Why use .init for associative arrays?
ibisbasenji at gmail.com
Fri Jul 13 14:51:54 PDT 2007
Chris Nicholson-Sauls wrote:
> Gilles G. wrote:
>> I am just wondering why we should use init for associative arrays of
>> structs. See this code for example:
>> struct S
>> int nb;
>> void main()
>> S[char] aa; // associative array of struct S
>> aa["this_is_good"] = S.init;
>> aa["this_is_good"].nb = 1; // all right
>> aa["this_is_an_error"].nb = 1; // runtime error, compiles fine...
>> I can't see a use case for _not_ using init before accessing a new
>> key, so why do we have to explicitely use S.init?
>> Why does this code compile fine (it gives an access violation error at
>> runtime), shouldn't it always give an error?

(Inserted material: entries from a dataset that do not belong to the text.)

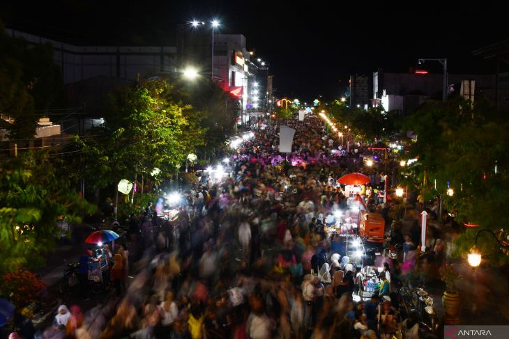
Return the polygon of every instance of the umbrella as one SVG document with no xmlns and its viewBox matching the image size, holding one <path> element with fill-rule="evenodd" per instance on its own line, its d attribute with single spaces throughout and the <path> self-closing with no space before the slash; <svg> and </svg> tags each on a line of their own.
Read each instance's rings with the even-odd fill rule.
<svg viewBox="0 0 509 339">
<path fill-rule="evenodd" d="M 337 182 L 343 184 L 363 184 L 370 182 L 370 177 L 361 173 L 350 173 L 337 179 Z"/>
<path fill-rule="evenodd" d="M 112 230 L 96 230 L 89 235 L 89 237 L 86 238 L 85 242 L 87 244 L 104 244 L 114 241 L 119 237 L 120 236 L 118 234 L 115 233 Z"/>
<path fill-rule="evenodd" d="M 8 300 L 0 298 L 0 327 L 7 324 L 7 320 L 12 318 L 14 305 Z"/>
</svg>

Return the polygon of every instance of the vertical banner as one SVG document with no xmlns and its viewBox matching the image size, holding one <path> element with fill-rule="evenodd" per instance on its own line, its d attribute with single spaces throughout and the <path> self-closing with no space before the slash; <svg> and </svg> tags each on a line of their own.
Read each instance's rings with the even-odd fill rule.
<svg viewBox="0 0 509 339">
<path fill-rule="evenodd" d="M 295 129 L 287 126 L 279 127 L 279 151 L 282 153 L 291 152 L 291 142 L 294 141 Z"/>
<path fill-rule="evenodd" d="M 427 212 L 423 211 L 421 213 L 421 227 L 420 227 L 420 251 L 426 251 L 426 228 L 427 227 Z"/>
<path fill-rule="evenodd" d="M 304 121 L 304 116 L 305 116 L 305 109 L 301 109 L 298 111 L 298 120 Z"/>
<path fill-rule="evenodd" d="M 389 191 L 389 176 L 383 175 L 383 180 L 385 186 L 385 187 L 383 187 L 383 202 L 387 203 L 387 194 Z"/>
</svg>

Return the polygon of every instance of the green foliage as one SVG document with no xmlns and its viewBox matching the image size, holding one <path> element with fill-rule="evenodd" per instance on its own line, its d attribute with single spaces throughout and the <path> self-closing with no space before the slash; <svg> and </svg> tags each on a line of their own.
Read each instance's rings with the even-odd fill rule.
<svg viewBox="0 0 509 339">
<path fill-rule="evenodd" d="M 36 122 L 54 104 L 61 103 L 63 84 L 48 45 L 31 46 L 8 36 L 0 24 L 0 110 L 15 119 L 12 139 L 35 135 Z M 41 116 L 36 114 L 40 110 Z"/>
<path fill-rule="evenodd" d="M 340 125 L 348 125 L 351 135 L 368 143 L 373 143 L 375 139 L 388 140 L 399 131 L 399 111 L 385 112 L 381 107 L 370 107 L 365 111 L 360 108 L 347 107 L 340 100 L 334 100 L 327 106 L 319 107 L 317 111 L 321 109 L 332 113 Z"/>
<path fill-rule="evenodd" d="M 293 106 L 293 105 L 291 105 L 291 106 Z M 275 118 L 278 120 L 287 120 L 287 119 L 289 119 L 291 118 L 291 116 L 294 113 L 294 111 L 292 111 L 291 107 L 287 109 L 283 107 L 280 107 L 275 108 Z"/>
<path fill-rule="evenodd" d="M 456 281 L 462 278 L 457 269 L 450 262 L 446 262 L 446 265 L 441 266 L 439 269 L 439 274 L 440 278 L 446 283 L 447 289 L 449 290 L 453 290 L 456 285 Z"/>
<path fill-rule="evenodd" d="M 509 223 L 509 216 L 502 212 L 506 210 L 503 188 L 509 187 L 509 123 L 503 114 L 482 97 L 476 98 L 473 107 L 461 100 L 427 102 L 404 127 L 418 136 L 410 156 L 418 156 L 419 164 L 407 170 L 408 181 L 422 183 L 425 168 L 428 198 L 441 194 L 446 207 L 457 211 L 458 223 L 480 225 L 455 240 L 456 256 L 469 250 L 478 229 L 494 230 Z M 453 196 L 446 194 L 448 182 Z M 480 249 L 493 254 L 494 265 L 509 262 L 494 246 L 494 239 L 483 239 Z"/>
<path fill-rule="evenodd" d="M 0 297 L 12 301 L 17 308 L 36 299 L 43 287 L 34 274 L 23 269 L 0 276 Z"/>
<path fill-rule="evenodd" d="M 59 159 L 45 152 L 25 152 L 0 171 L 0 274 L 44 262 L 54 248 L 59 216 L 70 222 L 96 207 L 79 198 Z"/>
</svg>

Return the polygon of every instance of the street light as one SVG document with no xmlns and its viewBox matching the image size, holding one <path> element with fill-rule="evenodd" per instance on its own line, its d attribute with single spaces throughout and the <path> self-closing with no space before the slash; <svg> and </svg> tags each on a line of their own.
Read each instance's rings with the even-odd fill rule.
<svg viewBox="0 0 509 339">
<path fill-rule="evenodd" d="M 490 230 L 484 228 L 479 230 L 476 235 L 476 239 L 474 240 L 473 246 L 471 249 L 470 249 L 470 252 L 469 253 L 469 264 L 474 268 L 480 265 L 482 259 L 480 251 L 477 247 L 477 240 L 479 237 L 479 235 L 483 232 L 487 232 L 492 235 L 493 237 L 495 238 L 495 240 L 496 240 L 499 245 L 500 245 L 500 249 L 502 250 L 502 252 L 503 252 L 506 255 L 509 255 L 509 242 L 507 242 L 507 240 L 509 240 L 509 235 L 508 235 L 507 231 L 504 232 L 503 229 L 501 229 L 493 232 Z"/>
<path fill-rule="evenodd" d="M 182 71 L 183 76 L 188 80 L 194 80 L 198 77 L 198 71 L 196 68 L 192 67 L 188 67 Z"/>
<path fill-rule="evenodd" d="M 214 19 L 211 22 L 212 24 L 212 74 L 211 79 L 212 81 L 214 80 L 214 29 L 219 27 L 219 21 L 217 19 Z"/>
<path fill-rule="evenodd" d="M 420 58 L 418 61 L 419 65 L 422 65 L 425 61 L 438 61 L 442 65 L 443 70 L 443 84 L 442 84 L 442 100 L 447 100 L 447 58 Z"/>
</svg>

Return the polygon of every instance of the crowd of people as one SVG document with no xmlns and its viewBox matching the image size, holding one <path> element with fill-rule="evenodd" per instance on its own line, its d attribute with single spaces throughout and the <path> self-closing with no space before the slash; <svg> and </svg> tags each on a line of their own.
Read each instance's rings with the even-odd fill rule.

> I would say this is because, until /assigned to/, AA pairs "don't
> exist." Since the member-access of the dot operator occurs "before" the
> member-assignment, there is an attempt to dereference null. The `=
> S.init` idiom is just a convenient way to insert the new AA value.
> -- Chris Nicholson-Sauls
Which later made me think of something. Might it be useful for AA's to
explose a .add(K) counterpart to the existing .remove(K) property?
Usage being as follows:
V[K] aa ;
aa.add(K, someValue); // equivelant to 'aa[K] = someValue'
aa.add(K); // equivelant to 'aa[K] = V.init'
Or did something like this come along and I missed it?